Show that g is continuous iff g^-1(O) is open whenever O contained in R is an open set.

well g^-1(O) means g(O) is in A.
Let g be continuous and O be an open subset of R.
Then |x-c|<delta and |g(x)-g(c)|<epsilon

Now I get stuck
• November 28th 2010, 11:37 AM
nimon
"Then |x-c|<delta and |g(x)-g(c)|<epsilon."

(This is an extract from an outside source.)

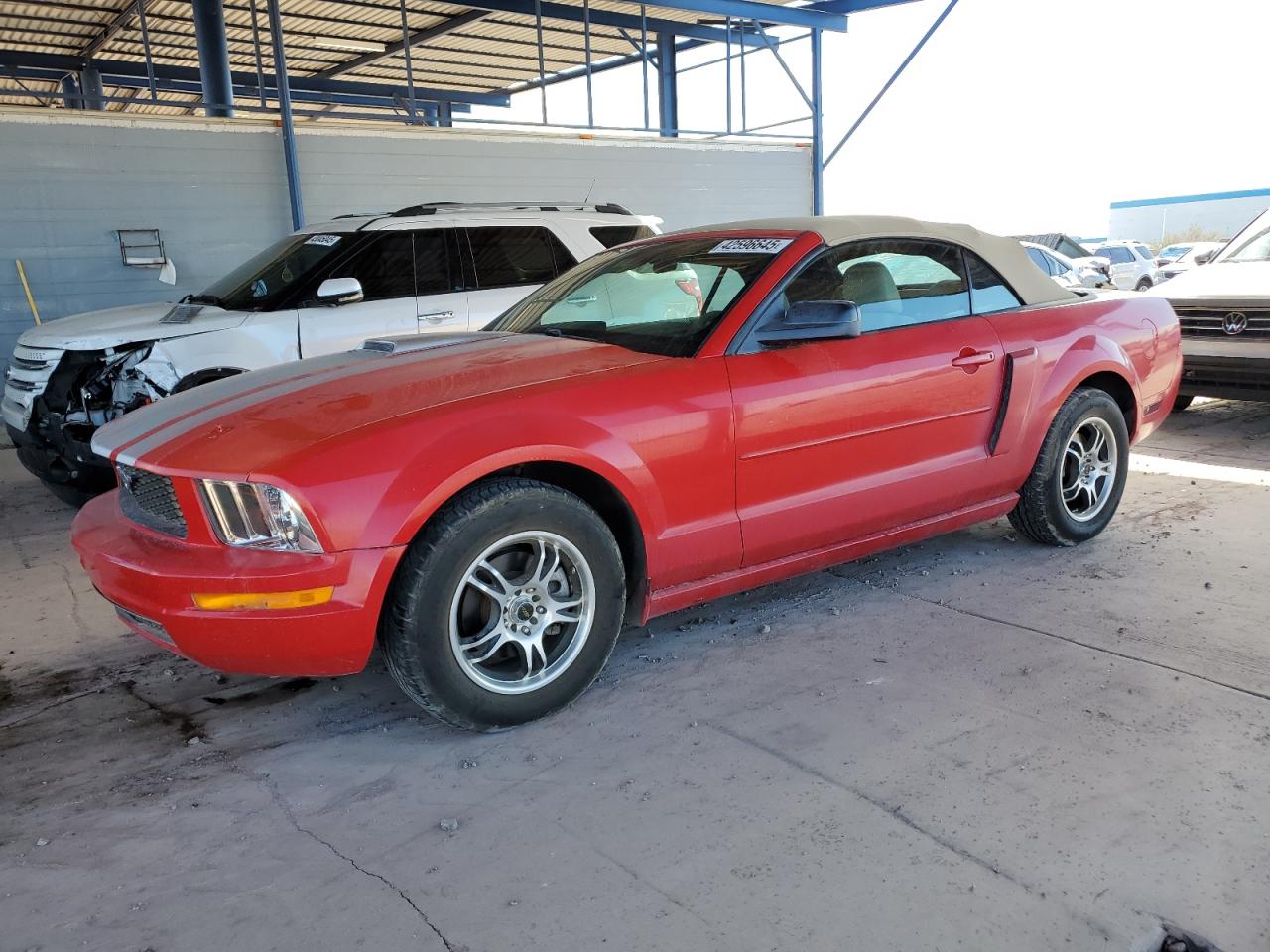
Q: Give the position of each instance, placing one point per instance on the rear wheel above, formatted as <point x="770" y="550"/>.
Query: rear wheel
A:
<point x="1079" y="477"/>
<point x="507" y="607"/>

This just won't do. Write back with the proper definition of continuity and we'll carry on from there.
• November 28th 2010, 12:51 PM
kathrynmath
A function f:A--->R is continuous at a point c in A if, for all epsilon epsilon>0, there exists a delta>0 such that whenever |x-c|<delta, it follows that |f(x)-f(c)|<epsilon.
• November 28th 2010, 01:32 PM
kathrynmath
I tried to get started on both directions:

suppose g^-1(O) is open for each open subset O of R. Fix a real number x, and let epsilon be given. The neighborhood N centered at g(x) with radius epsilon is an open set, so the inverse image of N under g is an open set containing x. Thus there is a neighborhood V of x with radius delta such that V is a subset of g^-1(N)

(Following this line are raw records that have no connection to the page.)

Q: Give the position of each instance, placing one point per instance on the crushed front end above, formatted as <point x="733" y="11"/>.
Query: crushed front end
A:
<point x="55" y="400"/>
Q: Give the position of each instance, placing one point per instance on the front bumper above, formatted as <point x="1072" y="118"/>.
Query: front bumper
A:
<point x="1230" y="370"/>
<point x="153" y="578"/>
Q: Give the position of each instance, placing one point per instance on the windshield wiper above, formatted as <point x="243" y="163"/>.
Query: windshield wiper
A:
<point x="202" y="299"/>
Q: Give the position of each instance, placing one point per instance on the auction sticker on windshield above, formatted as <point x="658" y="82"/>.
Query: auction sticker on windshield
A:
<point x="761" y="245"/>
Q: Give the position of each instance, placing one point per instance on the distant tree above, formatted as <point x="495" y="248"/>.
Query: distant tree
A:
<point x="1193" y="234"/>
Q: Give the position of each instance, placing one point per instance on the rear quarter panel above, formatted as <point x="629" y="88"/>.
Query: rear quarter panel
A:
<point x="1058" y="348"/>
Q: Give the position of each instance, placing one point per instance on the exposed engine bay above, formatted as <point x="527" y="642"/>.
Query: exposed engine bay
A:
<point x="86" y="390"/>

If g is continuous at x, then there exists a delta such that whenever y is less than delta apart from x, g(y) is in a neighborhood of g(x) with radius epsilon.
• November 28th 2010, 01:35 PM
Plato
Lets suppose that for each open set $O\subset \mathbb{R}$ it is the case that $f^{-1}(O)$ is also open.
Given a point $p\in\mathbb{R}$ and $\varepsilon > 0$ then $O=\left(f(p)- \varepsilon ,f(p)+ \varepsilon \right)$ is an open set.
So $Q=f^{-1}(O)$ is an open set that contains $p$.
Hence, $\left( {\exists \delta > 0} \right)$ such that $(p-\delta,p+\delta)\subset Q$.
But $f(p-\delta,p+\delta)\subset O$.
Which by the $\varepsilon/\delta$ definition $f$ is continuous.